4.1. Data Preparation

The UGR-16 dataset used in this paper contains 16.9 billion records. While the deep learning algorithms require high hardware resources such as CPU, memory and GPU for data processing and training, a subset of data points that cover all types of normal and anomalous traffic from UGR’16 dataset was selected. The selected subset was then pre-processed which includes cleaning it from the missing values and remove the duplicate instances. The details of the selected subset are shown in Table 2.
Within the context of network security, normal traffic tends to occur more often than malicious traffic, leading to imbalanced class proportions and an imbalanced dataset [24]. This poses a challenge for machine learning, as learning from imbalanced data is a common issue. In order to address this problem, one potential solution is to either under-sample the majority class or over-sample the minority class.
In this paper, dataset records with class label equals to background is major. The other class labels are over sampled to obtain a balanced subset of the UGR’16 dataset. The original number of records and classes of the selected subset is given in Table 2.
Since machine learning algorithms works with numerical data, some features in the dataset need to be encoded which are: Protocol, Source IP, Destination IP and Class Label. One-hot encoded is used to encode these features. The dataset is then scaled using MinMaxScaler from Scikit-learn library to scale the values from zero to one.
The Random Forest classifier is used to explore the features importance based on Mean Decrease in Impurity (MDI). The calculation for a given feature’s importance involves summing the number of splits that incorporate the feature across all trees, proportionally to the number of samples that it splits. Figure 1 shows the highest numerical features of the UGR’16 dataset based on the Mean Decrease in Impurity (MDI). In the proposed model, all the features are included in the process where the most important feature is the Source_IP.

4.2. Setup of Proposed Model

Generative Adversarial Network (GAN) is a machine learning based deep learning methods used to generate new data. It is an unsupervised learning task that involve learning from input data to produce new samples from the original dataset. GAN is used in the literature in many applications such as computer vision [25], Time-series applications [26], health [27] and more making a significant advancement and outperformance in the data generation. As many improvements and versions for the GAN are proposed in order to fit it with the application domain and increase the performance and model accuracy [28,29], this paper proposes a new version of GAN called Triple Discriminator Conditional Generative Adversarial Networks (TDCGAN) as an augmentation tool to generate new data for the UGR’16 dataset with the aim to restore balance in the dataset by increasing minor attack classes.
In the TDCGAN, the architecture consists of one generator and three discriminators. Generator takes random noise from a latent space as input and generates raw data that closely resembles the real data, aiming to avoid detection by discriminators. Each discriminator is a deep neural network with different architecture and different parameters setting. Each discriminator’s role is to extract features from the output of the generator and classify the data with varying levels of accuracy for each discriminator. An Election layer is added to the end of TDCGAN architecture that gets the output from the three discriminators and perform an election procedure to get the best result with highest classification accuracy in a form of ensemble method. The model aims to classify data into two groups: normal flows for the background flow with 0 representation and anomaly flows for the attack data with 1 representation. Also, in the case of anomaly flow, the model classifies it to its specific class type. Figure 2 shows the workflow of the proposed TDCGAN model. The setting details of generator and each discriminator are given below.

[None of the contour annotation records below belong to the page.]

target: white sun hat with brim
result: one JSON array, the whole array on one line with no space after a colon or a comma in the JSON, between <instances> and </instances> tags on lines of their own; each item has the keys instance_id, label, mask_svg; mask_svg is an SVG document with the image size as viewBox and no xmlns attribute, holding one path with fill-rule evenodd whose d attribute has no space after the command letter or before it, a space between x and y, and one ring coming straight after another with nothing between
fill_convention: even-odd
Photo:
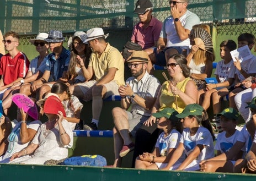
<instances>
[{"instance_id":1,"label":"white sun hat with brim","mask_svg":"<svg viewBox=\"0 0 256 181\"><path fill-rule=\"evenodd\" d=\"M40 99L40 100L38 100L38 101L36 101L36 104L40 107L43 107L42 105L44 104L44 102L46 100L46 98L47 98L48 97L49 97L51 96L55 96L56 97L58 97L58 98L60 98L60 97L58 97L58 96L57 94L54 94L54 93L52 93L52 92L49 92L49 93L48 93L47 94L46 94L45 95L44 98L43 98L42 99Z\"/></svg>"},{"instance_id":2,"label":"white sun hat with brim","mask_svg":"<svg viewBox=\"0 0 256 181\"><path fill-rule=\"evenodd\" d=\"M105 37L105 39L109 36L109 34L104 35L103 30L101 28L94 28L87 30L86 32L87 34L87 39L83 43L86 43L89 41L92 40L97 39L101 37Z\"/></svg>"},{"instance_id":3,"label":"white sun hat with brim","mask_svg":"<svg viewBox=\"0 0 256 181\"><path fill-rule=\"evenodd\" d=\"M29 41L33 45L35 45L35 41L36 40L41 40L46 42L45 41L45 39L48 37L48 34L46 34L45 32L39 32L35 39L31 39L29 40Z\"/></svg>"},{"instance_id":4,"label":"white sun hat with brim","mask_svg":"<svg viewBox=\"0 0 256 181\"><path fill-rule=\"evenodd\" d=\"M74 38L76 37L80 39L83 43L87 39L87 35L83 31L76 31L74 35L71 36L67 41L67 47L70 50L72 49L73 42L74 41ZM88 44L88 43L86 43Z\"/></svg>"}]
</instances>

The model of the generator is a Deep Multi-layer Perceptron (MLP) composed of Input layer, output layer and four hidden layers. Initially, the generator takes a point from latent space to generate new data. The latent space is a multi-dimensional hypersphere normal distributed points where each variable drawn from the distribution of the data in the dataset. An embedded layer in the generator creates a vector representation for the generated point. Through training, the generator learns to map point from the latent space into a specific output data which will different each time the model is trained. Taken a step further, new data are then generated using random points in the latent space. So, the points in the latent space are used to generate a specific data. The discriminator distinguished the new data generated by the generator from the true data distribution.
GAN is unsupervised learning model. Both the generator and discriminator models are trained simultaneously [30]. The generator produces a batch of samples, which, along with real examples from the domain, are fed to the discriminator. The discriminator then classifies them as either real or fake. Subsequently, the discriminator undergoes updates to improve its ability to distinguish between real and fake samples in the subsequent round. Additionally, the generator receives updates based on its success or failure in deceiving the discriminator with its generated samples.

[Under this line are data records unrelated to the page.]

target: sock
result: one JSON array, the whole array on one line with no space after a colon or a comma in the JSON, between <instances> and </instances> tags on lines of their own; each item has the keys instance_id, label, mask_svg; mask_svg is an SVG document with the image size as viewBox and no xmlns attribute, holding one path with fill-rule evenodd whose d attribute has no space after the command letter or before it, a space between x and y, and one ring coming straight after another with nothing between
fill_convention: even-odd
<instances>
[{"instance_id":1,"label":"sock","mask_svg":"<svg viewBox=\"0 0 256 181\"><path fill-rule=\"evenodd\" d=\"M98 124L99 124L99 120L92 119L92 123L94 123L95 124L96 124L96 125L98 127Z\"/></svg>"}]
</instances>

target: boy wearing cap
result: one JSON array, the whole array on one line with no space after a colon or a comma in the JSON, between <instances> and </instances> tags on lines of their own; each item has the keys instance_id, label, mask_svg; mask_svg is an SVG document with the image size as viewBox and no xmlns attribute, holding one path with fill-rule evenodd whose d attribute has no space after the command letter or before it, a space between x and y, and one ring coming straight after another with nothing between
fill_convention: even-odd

In this manner, the two models engage in a competitive relationship, exhibiting adversarial behaviour in the context of game theory. In this scenario, the concept of zero-sum implies that when the discriminator effectively distinguishes between real and fake samples, it receives a reward or no adjustments are made to its model parameters. Conversely, the generator is penalized with significant updates to its model parameters.
Alternatively, when the generator successfully deceives the discriminator, it receives a reward or no modifications are made to its model parameters. However, the discriminator is penalized and its model parameters are updated. This is the generis GAN approach.

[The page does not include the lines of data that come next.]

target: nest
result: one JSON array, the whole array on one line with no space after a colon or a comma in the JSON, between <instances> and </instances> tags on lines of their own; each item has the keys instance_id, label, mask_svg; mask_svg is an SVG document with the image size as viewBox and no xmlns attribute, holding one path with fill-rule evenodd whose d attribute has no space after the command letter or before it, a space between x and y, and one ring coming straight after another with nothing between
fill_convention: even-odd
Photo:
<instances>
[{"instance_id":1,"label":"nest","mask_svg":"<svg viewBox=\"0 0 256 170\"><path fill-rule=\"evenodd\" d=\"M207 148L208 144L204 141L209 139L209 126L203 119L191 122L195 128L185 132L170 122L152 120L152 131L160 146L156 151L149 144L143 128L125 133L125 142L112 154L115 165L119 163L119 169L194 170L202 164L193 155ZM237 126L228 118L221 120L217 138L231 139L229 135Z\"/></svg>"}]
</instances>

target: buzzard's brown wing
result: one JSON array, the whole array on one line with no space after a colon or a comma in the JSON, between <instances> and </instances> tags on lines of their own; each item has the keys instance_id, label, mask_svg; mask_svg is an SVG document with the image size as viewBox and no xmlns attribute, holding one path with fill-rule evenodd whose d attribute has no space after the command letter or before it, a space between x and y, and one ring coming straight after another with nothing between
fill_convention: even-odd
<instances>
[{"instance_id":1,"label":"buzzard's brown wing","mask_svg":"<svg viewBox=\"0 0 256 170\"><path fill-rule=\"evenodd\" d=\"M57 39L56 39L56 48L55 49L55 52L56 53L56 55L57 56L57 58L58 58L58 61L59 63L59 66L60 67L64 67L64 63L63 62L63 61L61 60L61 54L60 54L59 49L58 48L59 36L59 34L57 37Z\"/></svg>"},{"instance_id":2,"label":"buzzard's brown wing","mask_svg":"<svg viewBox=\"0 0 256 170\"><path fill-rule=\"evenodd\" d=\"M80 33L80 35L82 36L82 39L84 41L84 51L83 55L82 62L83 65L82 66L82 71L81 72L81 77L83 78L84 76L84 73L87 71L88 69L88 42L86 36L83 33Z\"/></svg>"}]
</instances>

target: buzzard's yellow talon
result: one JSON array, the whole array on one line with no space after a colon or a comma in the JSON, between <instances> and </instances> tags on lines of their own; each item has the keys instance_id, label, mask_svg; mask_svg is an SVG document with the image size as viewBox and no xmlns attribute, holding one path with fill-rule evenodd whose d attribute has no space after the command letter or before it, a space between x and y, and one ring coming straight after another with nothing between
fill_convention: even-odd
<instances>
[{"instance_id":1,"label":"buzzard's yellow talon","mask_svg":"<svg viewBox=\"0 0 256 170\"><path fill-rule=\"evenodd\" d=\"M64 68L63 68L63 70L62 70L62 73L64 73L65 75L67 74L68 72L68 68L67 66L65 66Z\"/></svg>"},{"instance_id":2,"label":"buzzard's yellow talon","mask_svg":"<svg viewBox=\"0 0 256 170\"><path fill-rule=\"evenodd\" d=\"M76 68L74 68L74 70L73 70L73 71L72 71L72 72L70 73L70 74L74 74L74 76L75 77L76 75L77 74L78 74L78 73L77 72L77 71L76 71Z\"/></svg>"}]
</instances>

In the proposed TDCGAN model, the generator takes as input the point from the latent space and produce a data to a data distribution of the real data in the dataset. This is done through a fully connected layers with 4-hidden layers, one input layer and one output layer. The discriminators try to classify data into its corresponding class which is done through a fully connected MLP network.
MLP has gained widespread popularity as a preferred choice among neural networks [31,32]. This is primarily attributed to its fast computational speed, straightforward implementation, and ability to achieve satisfactory performance with relatively smaller training datasets.
In this paper, the generator model will learn how to generate new data similar to the minor class in the URG’16 dataset, while discriminators will try to distinguish between real data from the dataset and new one generated by generator. During the training process, both the generator and discriminator models are conditioned on the class label. This conditioning enables the generator model, when utilized independently, to generate minor class data within the domain that correspond to a specific class label. TGCGAN model can be formulated by integrating both the generator and three discriminators’ models into a single, larger model.
The discriminator models undergo separate training, where each model weights are designated as non-trainable within the TDCGAN model. This ensures that solely the weights of the generator model are updated during the training process. This trainability modification specifically applies when training the TDCGAN model, not when training the discriminator independently. So, TDCGAN model is employed to train the generator’s model weights by utilizing the output and error computed by the discriminator models.
A point in the latent space is provided as input to TDCGAN model. The generator model generates the data based on this input, which is subsequently fed into the discriminator model. The discriminator then outputs a classification, determining whether the data is real or fake and in case of fake data, the model classify it to its corresponding class.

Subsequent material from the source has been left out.